Grain filling may be limited by the joint source and sink capacity in modern wheat cultivars, indicating a need to research the co-limitation of yield by both photosynthesis and the number and potential size of grains. The extent to which the post-anthesis source may be limiting final grain size can be estimated by partial degraining of spikes, while defoliation and shading treatments can be useful to estimate if any excess photosynthetic capacity exists. In the current study, degraining was applied to a set of 26 elite spring wheat cultivars from the International Maize and Wheat Improvement Center (CIMMYT)’s core germplasm (CIMCOG) panel, while lamina defoliation and shading through stem-and-leaf-sheath covering treatments were applied to a subset of the same cultivars. Responses to source treatments in grain weight, pre-anthesis reserve contribution to grain weight, dry-matter translocation efficiency, and flag-leaf and spike photosynthetic rate were measured and compared to an unmanipulated control treatment. Grain weight responses to degraining among cultivars ranged from no response to increases of 28%, suggesting a range of responses from sink limitation, to probable source and sink co-limitation of grain growth. Grain weight’s response to degraining increased linearly with the years of cultivar release from 1966 to 2009, indicating that the current highest yield potential CIMMYT spring wheats have a co-limitation of grain growth by source and sink. This may have been due to an increase in grain sink strength with years of cultivar release with no commensurate increase in post-anthesis source capacity. The relatively low decreases in grain weight with defoliation compared to decreases in light interception by defoliation indicated that sink limitation was still likely predominating in the cultivars with co-limitation. The stem-and-leaf-sheath covering treatment decreased grain weight by nearly 10%, indicating that stem-and-leafsheath photosynthesis plays a key role in grain growth during grain filling. In addition, pre-anthesis reserve contribution to grain weight was increased by ca. 50% in response to lamina defoliation. Our results showed that increasing the post-anthesis source capacity, through increases in stem-and-leaf-sheath photosynthetic rate during grain filling and pre-anthesis reserve contribution to grain weight, is an important objective in enhancing yield potential in wheat through maintaining a source–sink balance.

Keywords:

photosynthetic capacity; source–sink balance; degraining; defoliation

1. Introduction

Historically, increases in yield potential have been mainly related to increases in grain m⁻² rather than to greater individual grain weight, implying that grain yield in wheat is sink-limited during grain filling [1]. Aisawi et al. [2] reported that grain yield in spring CIMMYT germplasm was associated with grain weight rather than grain m⁻²; in this case, it appeared that yield potential was still associated with increasing grain sink strength but with potential grain weight rather than grain m⁻². Borrás et al. [3] reviewed 18 experiments imposing source manipulation treatments in wheat, including shading, grain removal or spike trimming, defoliation and chemical leaf desiccation, concluding that grains of wheat appeared to grow mostly at saturated assimilate availability, so yield was generally sink-limited in all favorable growing conditions explored in their analysis. Experiments where sink capacity was boosted—in one case by a light treatment [4] and in another study in response to the 7Ag.7DL chromosome translocation [5]—indicated that while source limits grain set pre-anthesis, sink limits realization of photosynthetic capacity post-anthesis. Degraining experiments carried out in wheat by Gaju et al. [6] also indicated sink rather than source limitation during grain filling.

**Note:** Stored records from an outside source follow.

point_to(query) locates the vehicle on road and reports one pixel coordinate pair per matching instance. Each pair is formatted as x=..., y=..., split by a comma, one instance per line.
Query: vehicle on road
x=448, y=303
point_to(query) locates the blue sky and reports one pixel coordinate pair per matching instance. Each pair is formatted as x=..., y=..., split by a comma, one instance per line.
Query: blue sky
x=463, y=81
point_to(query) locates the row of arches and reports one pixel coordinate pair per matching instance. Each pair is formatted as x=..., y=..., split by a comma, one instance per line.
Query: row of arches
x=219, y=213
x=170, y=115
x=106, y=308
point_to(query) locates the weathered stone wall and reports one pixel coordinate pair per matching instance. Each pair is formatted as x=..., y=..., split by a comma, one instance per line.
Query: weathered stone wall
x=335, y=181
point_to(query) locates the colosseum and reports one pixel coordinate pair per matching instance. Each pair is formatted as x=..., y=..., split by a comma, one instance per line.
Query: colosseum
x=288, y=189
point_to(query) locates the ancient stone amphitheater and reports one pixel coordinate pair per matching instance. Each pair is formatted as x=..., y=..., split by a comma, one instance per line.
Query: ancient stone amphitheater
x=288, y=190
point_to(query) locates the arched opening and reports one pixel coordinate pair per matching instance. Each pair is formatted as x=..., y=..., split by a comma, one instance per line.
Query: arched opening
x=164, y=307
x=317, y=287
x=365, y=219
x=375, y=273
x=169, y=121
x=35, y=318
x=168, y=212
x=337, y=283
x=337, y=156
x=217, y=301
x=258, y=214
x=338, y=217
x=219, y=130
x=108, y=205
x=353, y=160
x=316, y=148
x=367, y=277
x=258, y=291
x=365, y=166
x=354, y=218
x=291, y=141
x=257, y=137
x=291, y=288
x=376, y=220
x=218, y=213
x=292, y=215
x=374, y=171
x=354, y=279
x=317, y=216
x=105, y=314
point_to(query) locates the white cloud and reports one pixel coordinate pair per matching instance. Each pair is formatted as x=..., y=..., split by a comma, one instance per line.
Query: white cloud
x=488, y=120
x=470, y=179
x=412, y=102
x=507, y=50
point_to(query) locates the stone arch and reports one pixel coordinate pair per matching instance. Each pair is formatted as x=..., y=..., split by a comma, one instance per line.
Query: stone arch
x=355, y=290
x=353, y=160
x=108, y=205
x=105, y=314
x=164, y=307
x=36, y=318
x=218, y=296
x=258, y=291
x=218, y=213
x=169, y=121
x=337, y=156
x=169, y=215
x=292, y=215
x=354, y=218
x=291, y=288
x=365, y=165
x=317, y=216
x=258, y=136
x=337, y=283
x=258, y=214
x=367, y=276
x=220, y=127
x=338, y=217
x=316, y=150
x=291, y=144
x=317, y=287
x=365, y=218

Consistent with sink limitation of grain growth, Ahmadi et al. [7] showed that post-anthesis defoliation did not affect grain yield or individual grain weight in one high yielding winter bread wheat cultivar. On the other hand, the strength of post-anthesis sink limitation had been reduced by wheat breeding under Mediterranean conditions, causing modern lines to be limited by both the source capacity and sink capacity, commonly known as a grain growth co-limitation [8]. In this respect, several studies have also shown evidence for co-limitation of grain growth by source and sink during grain filling in modern wheat varieties [2,8,9,10].

There is evidence that yield progress in CIMMYT spring wheat has occurred through enhanced potential grain weight under optimal conditions, as mentioned above [2,11]. These findings indicate that breeders may now need to pay more attention to enhancing photosynthetic capacity pre and post-anthesis, and that simultaneous increases of source size (e.g., pre-anthesis stored carbohydrate reserves and post-anthesis photosynthetic capacity) as well a sink size (grain number per m² and potential grain weight) are a crucial task in breeding for higher yield potential in modern wheat cultivars. The extent to which the post-anthesis source may be limiting the grain yield of wheat cultivars can be estimated from source–sink manipulation experiments [2,6,12,13]. Co-limitation of grain growth can occur when grain growth is limited by grain sink size in the earlier stage of grain fill and by photosynthetic capacity in the latter stage, and co-limitation is estimated to occur when the grain weight response to de-graining is in the range of ca. 10–30% [8]. Therefore, to achieve full expression of yield potential, it will be necessary to optimize source–sink dynamics by ensuring that expression of grain set matches the photosynthetic potential of current and future genotypes. This will contribute to the identification of lines with a favorable source–sink balance that can be used in physiological strategic crosses aiming to increase yield potential [14]. The source–sink balance is defined as the difference between the potential amount of assimilate available for grain filling and the capacity of the grains to store it [15].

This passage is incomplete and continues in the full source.